2019 Saw Most Exchange Attacks Ever, With Hackers Becoming More Savvy

2020-1-23 00:39

As cryptocurrency exchanges beef up their security to defend themselves against cyberattacks, hackers are responding in kind by amping up their techniques — and the data shows that they’re finding success.

Cryptocurrency exchanges faced more successful attacks in 2019 than in any other year since bitcoin began trading on public exchanges in 2011, according to data compiled for a recent report from blockchain analytics firm Chainalysis. While the 11 attacks recorded in 2019 nearly doubled those conducted in 2018, the total damage ($282.6 million stolen in cryptocurrency in 2019 versus $875.5 million in 2018) was drastically less. 

The total amount of funds stolen in both 2014 and 2018 — which each superseded the amount looted in 2019 — were the result of the industry-altering Mt. Gox hack in 2014 and the half-billion dollar Coincheck hack (from which the spoils were mostly in NEM), respectively. 

Excluding these two hacks, 2019 was actually the worst year for the total amount of assets seized through hacks or similar attacks, such as phishing. However, the average number of assets stolen per hack decreased last year from 2018. This damage was partly mitigated, Chainalysis points out, by enhanced security measures and more appropriate custody practices; more exchanges, for instance, are storing fewer funds in hot wallets than they did in previous years.

“Only 54% of the hacks we observed in 2019 took in more than $10 million, compared with all hacks in 2018,” Chainalysis’ blog post reads. “While the increase in the number of individual hacks should be concerning, the data indicates that exchanges have gotten better at limiting the damage any one hacker can do.”

Cryptocurrency Exchange Hackers Improve Tactics

Still, as exchanges improve their defenses, hackers are improving their offensive strategies as well.

During a $40 million hack of the cryptocurrency exchange Binance in 2019, for instance, the attackers used a combination of malware and phishing to bypass security and override the multisignature key signing that is required for withdrawals.

In this war of data, as evidenced by the hard numbers Chainalysis’ research has produced, blockchain analysis is also becoming more sophisticated as attacks become more complex. And yet again, malicious actors have responded to the intensified scrutiny with greater agency to obscure funds. 

Specifically, they are using CoinJoin and mixers (which were practically never used prior to 2019, in part because reliable joining markets didn’t manifest until late 2018) to muddy the trail — to little avail, though, as Chainalysis can still trace funds with relative certainty. 

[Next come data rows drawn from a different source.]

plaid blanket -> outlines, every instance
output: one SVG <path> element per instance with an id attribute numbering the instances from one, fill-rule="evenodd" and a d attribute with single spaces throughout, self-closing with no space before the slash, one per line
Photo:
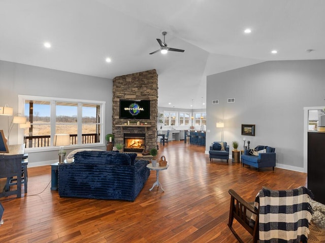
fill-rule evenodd
<path id="1" fill-rule="evenodd" d="M 307 242 L 312 210 L 311 191 L 304 187 L 288 190 L 263 188 L 255 200 L 259 209 L 260 243 Z M 255 218 L 251 219 L 251 224 Z"/>

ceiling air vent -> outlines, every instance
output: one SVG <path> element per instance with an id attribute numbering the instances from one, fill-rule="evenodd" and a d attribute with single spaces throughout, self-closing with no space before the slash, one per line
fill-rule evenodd
<path id="1" fill-rule="evenodd" d="M 234 98 L 229 98 L 228 103 L 235 103 L 236 102 Z"/>

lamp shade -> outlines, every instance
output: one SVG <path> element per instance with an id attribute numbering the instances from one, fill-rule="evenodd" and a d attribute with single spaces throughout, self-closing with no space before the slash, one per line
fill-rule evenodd
<path id="1" fill-rule="evenodd" d="M 12 123 L 16 124 L 26 124 L 26 117 L 23 116 L 14 116 Z"/>
<path id="2" fill-rule="evenodd" d="M 224 127 L 224 124 L 222 120 L 219 120 L 217 123 L 217 128 L 223 128 Z"/>
<path id="3" fill-rule="evenodd" d="M 70 135 L 69 134 L 55 134 L 54 146 L 67 146 L 70 145 Z"/>

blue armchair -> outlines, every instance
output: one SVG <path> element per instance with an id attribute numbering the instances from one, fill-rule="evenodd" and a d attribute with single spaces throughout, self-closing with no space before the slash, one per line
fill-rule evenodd
<path id="1" fill-rule="evenodd" d="M 256 155 L 250 153 L 250 150 L 245 150 L 244 154 L 242 155 L 242 163 L 243 167 L 244 165 L 248 165 L 253 167 L 259 168 L 265 167 L 273 167 L 274 170 L 275 166 L 275 148 L 268 146 L 257 146 L 254 150 Z M 263 150 L 263 151 L 262 151 Z M 263 152 L 258 152 L 262 151 Z"/>
<path id="2" fill-rule="evenodd" d="M 222 146 L 223 145 L 222 150 Z M 220 158 L 221 159 L 226 159 L 227 163 L 229 159 L 229 145 L 227 145 L 226 142 L 213 142 L 210 146 L 210 161 L 212 158 Z"/>

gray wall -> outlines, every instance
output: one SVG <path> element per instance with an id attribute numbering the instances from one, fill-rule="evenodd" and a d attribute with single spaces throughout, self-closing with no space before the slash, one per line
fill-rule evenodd
<path id="1" fill-rule="evenodd" d="M 18 112 L 18 95 L 90 100 L 106 102 L 105 134 L 112 133 L 113 81 L 85 75 L 0 60 L 0 106 L 8 104 Z M 9 117 L 11 120 L 12 117 Z M 0 116 L 0 129 L 7 134 L 8 118 Z M 10 135 L 17 142 L 15 126 Z M 105 149 L 102 145 L 98 149 Z M 67 150 L 69 153 L 71 150 Z M 54 163 L 57 151 L 28 152 L 28 166 Z"/>
<path id="2" fill-rule="evenodd" d="M 269 61 L 208 76 L 207 145 L 243 138 L 276 148 L 277 166 L 303 171 L 304 107 L 325 105 L 325 60 Z M 236 103 L 228 103 L 227 98 Z M 219 99 L 219 104 L 212 100 Z M 255 124 L 254 137 L 241 135 L 242 124 Z"/>

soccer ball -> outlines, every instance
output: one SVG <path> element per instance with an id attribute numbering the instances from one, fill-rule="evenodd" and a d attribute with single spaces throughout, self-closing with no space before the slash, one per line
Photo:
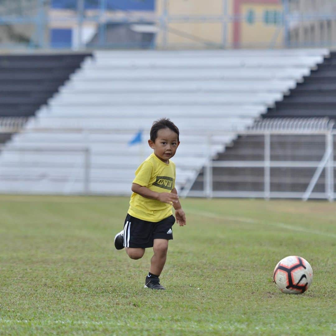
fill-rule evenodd
<path id="1" fill-rule="evenodd" d="M 305 292 L 313 281 L 313 270 L 305 259 L 291 255 L 282 259 L 273 272 L 273 280 L 278 288 L 288 294 Z"/>

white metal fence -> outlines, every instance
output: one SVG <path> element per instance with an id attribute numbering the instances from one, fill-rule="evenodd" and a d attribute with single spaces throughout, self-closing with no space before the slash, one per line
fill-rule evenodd
<path id="1" fill-rule="evenodd" d="M 195 179 L 189 179 L 184 188 L 181 191 L 180 194 L 181 196 L 191 196 L 197 197 L 206 197 L 208 198 L 219 197 L 253 197 L 263 198 L 266 199 L 272 198 L 294 198 L 301 199 L 306 200 L 310 198 L 326 199 L 330 201 L 333 201 L 335 196 L 335 191 L 334 176 L 335 171 L 335 166 L 336 164 L 334 154 L 334 146 L 336 142 L 336 130 L 333 129 L 333 123 L 326 119 L 311 119 L 308 120 L 300 119 L 282 119 L 280 121 L 276 120 L 270 120 L 269 121 L 261 121 L 257 123 L 249 129 L 244 132 L 240 133 L 240 135 L 243 136 L 258 136 L 262 137 L 263 139 L 263 158 L 260 159 L 242 160 L 227 160 L 225 161 L 214 160 L 213 153 L 212 151 L 212 147 L 215 145 L 218 144 L 216 141 L 216 136 L 218 134 L 214 134 L 213 133 L 208 133 L 203 132 L 202 136 L 204 136 L 205 139 L 207 139 L 207 149 L 205 151 L 204 157 L 206 158 L 206 164 L 205 166 L 200 169 L 198 168 L 195 170 Z M 1 126 L 1 125 L 0 125 Z M 7 127 L 0 127 L 0 132 L 8 133 L 11 131 L 17 131 L 17 129 L 14 129 L 13 125 L 10 125 L 11 127 L 7 125 Z M 15 126 L 15 125 L 14 125 Z M 55 130 L 50 130 L 50 131 L 54 132 Z M 73 132 L 74 130 L 64 130 L 66 132 Z M 37 131 L 37 130 L 31 129 L 27 130 L 24 132 Z M 39 130 L 39 131 L 45 132 L 47 130 Z M 58 131 L 60 131 L 58 130 Z M 89 132 L 89 130 L 77 130 L 78 132 L 82 132 L 85 134 Z M 99 131 L 98 130 L 95 130 L 95 132 Z M 107 132 L 120 132 L 121 130 L 108 130 Z M 226 132 L 228 134 L 229 132 Z M 200 132 L 198 134 L 201 134 Z M 231 134 L 233 133 L 229 133 Z M 221 133 L 221 135 L 223 133 Z M 321 137 L 323 139 L 324 144 L 322 147 L 321 147 L 321 152 L 319 152 L 319 159 L 317 160 L 315 158 L 312 159 L 305 159 L 304 160 L 279 160 L 272 158 L 271 143 L 273 137 L 281 136 L 284 137 L 294 136 L 307 136 L 309 137 L 310 140 L 313 142 L 315 137 L 319 137 L 320 141 Z M 199 143 L 198 144 L 199 144 Z M 306 144 L 308 146 L 309 152 L 309 144 Z M 195 145 L 198 144 L 195 143 Z M 182 144 L 183 145 L 183 144 Z M 75 176 L 78 184 L 79 183 L 80 187 L 77 191 L 74 193 L 80 193 L 83 194 L 89 194 L 95 193 L 94 191 L 91 190 L 90 185 L 92 179 L 92 167 L 95 162 L 93 158 L 92 153 L 88 146 L 79 145 L 77 146 L 66 147 L 62 146 L 60 145 L 56 146 L 53 146 L 51 149 L 50 147 L 44 146 L 43 144 L 40 146 L 34 147 L 26 147 L 24 145 L 20 146 L 3 146 L 1 150 L 4 150 L 6 152 L 12 152 L 20 153 L 24 155 L 25 154 L 31 153 L 34 152 L 50 155 L 51 154 L 56 156 L 65 153 L 67 153 L 70 156 L 77 155 L 82 159 L 79 159 L 76 167 L 76 171 L 80 171 L 80 174 Z M 320 150 L 319 150 L 319 151 Z M 43 156 L 40 156 L 43 157 Z M 13 170 L 12 173 L 11 173 L 11 178 L 15 177 L 15 173 L 14 170 L 15 169 L 19 168 L 19 161 L 12 162 L 7 162 L 4 163 L 3 161 L 1 161 L 1 154 L 0 154 L 0 164 L 2 165 L 2 168 L 7 167 L 10 171 L 11 168 Z M 43 159 L 42 159 L 43 160 Z M 56 161 L 57 161 L 57 159 Z M 41 162 L 40 164 L 44 165 L 47 168 L 48 167 L 52 167 L 52 164 L 50 162 L 44 163 Z M 66 163 L 62 163 L 61 161 L 57 162 L 59 166 L 64 168 L 67 167 Z M 186 162 L 183 165 L 186 167 L 188 166 L 189 168 L 192 165 L 192 163 Z M 106 166 L 106 165 L 105 165 Z M 183 168 L 183 165 L 181 168 Z M 1 167 L 0 167 L 1 168 Z M 134 170 L 135 170 L 135 167 Z M 219 190 L 216 187 L 216 181 L 214 179 L 214 170 L 217 168 L 236 168 L 237 170 L 240 168 L 259 168 L 259 171 L 262 171 L 262 173 L 260 174 L 261 176 L 258 176 L 258 178 L 262 179 L 262 190 L 261 191 L 260 188 L 257 190 L 249 189 L 244 190 L 240 189 L 235 190 L 234 188 L 223 188 Z M 104 167 L 104 169 L 109 169 L 109 167 Z M 304 187 L 304 190 L 301 191 L 279 191 L 274 190 L 272 188 L 273 179 L 274 176 L 272 174 L 272 170 L 277 168 L 292 169 L 300 170 L 302 172 L 302 175 L 306 175 L 307 174 L 310 174 L 310 176 L 306 176 L 306 185 Z M 304 174 L 303 174 L 304 172 Z M 199 190 L 195 190 L 193 187 L 194 183 L 198 178 L 203 174 L 203 184 L 202 187 Z M 323 178 L 321 178 L 322 175 Z M 5 174 L 5 175 L 6 174 Z M 29 178 L 29 176 L 24 174 L 17 174 L 18 178 L 24 179 L 26 177 Z M 8 175 L 7 175 L 8 177 Z M 100 178 L 103 182 L 104 176 Z M 228 177 L 229 178 L 229 176 Z M 278 177 L 279 177 L 278 175 Z M 285 178 L 285 177 L 282 177 Z M 7 178 L 3 174 L 0 175 L 0 183 L 4 183 Z M 279 178 L 281 178 L 280 176 Z M 116 182 L 118 180 L 118 176 L 116 177 Z M 321 180 L 324 181 L 323 190 L 321 189 Z M 129 183 L 130 183 L 131 181 Z M 109 181 L 110 183 L 113 183 Z M 69 180 L 69 183 L 71 183 L 71 181 Z M 314 190 L 317 184 L 319 184 L 319 190 L 316 191 Z M 80 186 L 81 185 L 81 186 Z M 3 191 L 2 191 L 3 192 Z M 115 193 L 111 191 L 111 193 Z M 30 192 L 34 193 L 33 189 Z M 71 193 L 71 192 L 68 193 Z M 107 193 L 109 193 L 108 191 Z"/>

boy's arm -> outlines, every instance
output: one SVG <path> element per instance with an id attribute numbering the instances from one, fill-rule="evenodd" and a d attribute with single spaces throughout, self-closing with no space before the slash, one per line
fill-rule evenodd
<path id="1" fill-rule="evenodd" d="M 177 193 L 175 194 L 171 193 L 157 193 L 146 187 L 143 186 L 136 183 L 132 184 L 132 191 L 146 198 L 157 200 L 164 203 L 170 204 L 172 203 L 174 208 L 175 203 L 176 202 L 178 202 L 178 197 Z"/>
<path id="2" fill-rule="evenodd" d="M 177 196 L 177 191 L 176 188 L 173 188 L 171 193 L 172 194 L 176 194 Z M 184 226 L 186 224 L 185 214 L 182 209 L 182 206 L 178 199 L 177 202 L 173 204 L 173 206 L 175 209 L 175 217 L 176 218 L 176 223 L 179 224 L 180 226 Z"/>

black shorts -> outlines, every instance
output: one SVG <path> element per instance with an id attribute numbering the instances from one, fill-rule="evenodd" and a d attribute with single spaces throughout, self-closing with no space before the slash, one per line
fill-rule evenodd
<path id="1" fill-rule="evenodd" d="M 172 239 L 175 222 L 172 215 L 159 222 L 148 222 L 127 214 L 124 224 L 124 246 L 146 248 L 153 247 L 154 239 Z"/>

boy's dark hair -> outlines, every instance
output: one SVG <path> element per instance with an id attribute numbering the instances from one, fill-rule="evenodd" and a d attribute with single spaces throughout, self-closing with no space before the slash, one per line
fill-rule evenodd
<path id="1" fill-rule="evenodd" d="M 158 131 L 163 128 L 169 128 L 177 135 L 177 141 L 179 141 L 180 132 L 178 129 L 172 122 L 168 118 L 161 118 L 158 120 L 155 120 L 153 123 L 151 129 L 151 140 L 153 142 L 155 142 L 158 137 Z"/>

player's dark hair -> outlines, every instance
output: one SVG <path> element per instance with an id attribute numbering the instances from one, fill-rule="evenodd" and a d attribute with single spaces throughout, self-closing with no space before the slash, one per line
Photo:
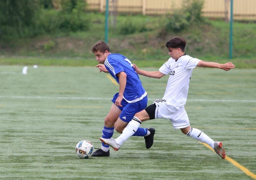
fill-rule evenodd
<path id="1" fill-rule="evenodd" d="M 105 51 L 110 52 L 109 47 L 107 43 L 101 40 L 98 41 L 92 47 L 92 52 L 93 53 L 97 51 L 104 53 Z"/>
<path id="2" fill-rule="evenodd" d="M 181 37 L 174 37 L 166 42 L 165 46 L 167 49 L 171 48 L 180 48 L 182 51 L 185 50 L 186 41 Z"/>

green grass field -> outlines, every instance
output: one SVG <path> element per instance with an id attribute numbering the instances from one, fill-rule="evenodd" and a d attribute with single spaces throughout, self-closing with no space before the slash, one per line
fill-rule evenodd
<path id="1" fill-rule="evenodd" d="M 132 137 L 109 157 L 83 159 L 75 146 L 100 148 L 118 86 L 93 67 L 29 66 L 26 75 L 23 68 L 0 66 L 1 179 L 256 179 L 256 69 L 194 70 L 190 125 L 222 142 L 226 159 L 158 119 L 142 125 L 156 130 L 150 149 Z M 167 76 L 140 77 L 149 105 L 162 98 Z"/>

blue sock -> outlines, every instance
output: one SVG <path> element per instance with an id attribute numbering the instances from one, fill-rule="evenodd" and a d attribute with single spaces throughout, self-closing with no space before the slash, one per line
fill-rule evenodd
<path id="1" fill-rule="evenodd" d="M 104 126 L 102 130 L 102 137 L 105 139 L 111 138 L 113 135 L 113 134 L 114 134 L 114 127 L 113 128 L 107 128 Z M 105 145 L 103 142 L 102 142 L 102 146 L 104 147 L 109 147 L 109 146 Z"/>
<path id="2" fill-rule="evenodd" d="M 144 136 L 148 133 L 148 129 L 146 128 L 139 128 L 133 136 Z"/>

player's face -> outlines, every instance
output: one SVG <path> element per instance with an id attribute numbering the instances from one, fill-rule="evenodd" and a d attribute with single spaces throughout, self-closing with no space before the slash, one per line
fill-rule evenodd
<path id="1" fill-rule="evenodd" d="M 169 55 L 174 59 L 177 59 L 180 56 L 180 54 L 181 53 L 181 49 L 179 48 L 172 48 L 169 47 L 168 48 L 169 51 Z"/>
<path id="2" fill-rule="evenodd" d="M 96 60 L 99 64 L 104 64 L 105 60 L 109 54 L 109 52 L 108 51 L 105 51 L 104 53 L 101 52 L 99 51 L 97 51 L 94 53 L 94 56 L 96 57 Z"/>

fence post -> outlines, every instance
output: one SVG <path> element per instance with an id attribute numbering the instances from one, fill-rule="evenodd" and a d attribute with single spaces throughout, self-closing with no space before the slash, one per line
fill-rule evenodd
<path id="1" fill-rule="evenodd" d="M 146 0 L 142 0 L 142 14 L 146 15 Z"/>
<path id="2" fill-rule="evenodd" d="M 99 12 L 103 12 L 104 10 L 103 4 L 104 0 L 99 0 Z"/>
<path id="3" fill-rule="evenodd" d="M 232 58 L 232 47 L 233 44 L 233 0 L 230 0 L 230 24 L 229 30 L 229 58 Z"/>

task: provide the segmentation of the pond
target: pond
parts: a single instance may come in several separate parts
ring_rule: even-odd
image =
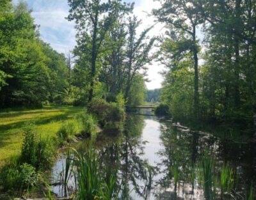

In fact, to ensure that its methods aren’t exposed, “[they] have to be very careful when publishing research so [they] don’t give [hackers] a blueprint,” Chainalysis economist Kim Grauer told Bitcoin Magazine. “To what extent are we allowing criminals to know what we’re capable of so that they can adapt their strategy accordingly?”

She added that “there’s reason for us to believe that they know what we’re capable of doing,” referring to the newfound urgency of hacking syndicates to not only mix coins but move them to exchanges for liquidation. Before 2019, it was not uncommon for the infamous North Korean Lazarus Group, for instance, to wait 500 days before moving funds. But last year it spared less time, often moving them in under two months post-hack to liquidate them on exchanges with relatively loose KYC requirements.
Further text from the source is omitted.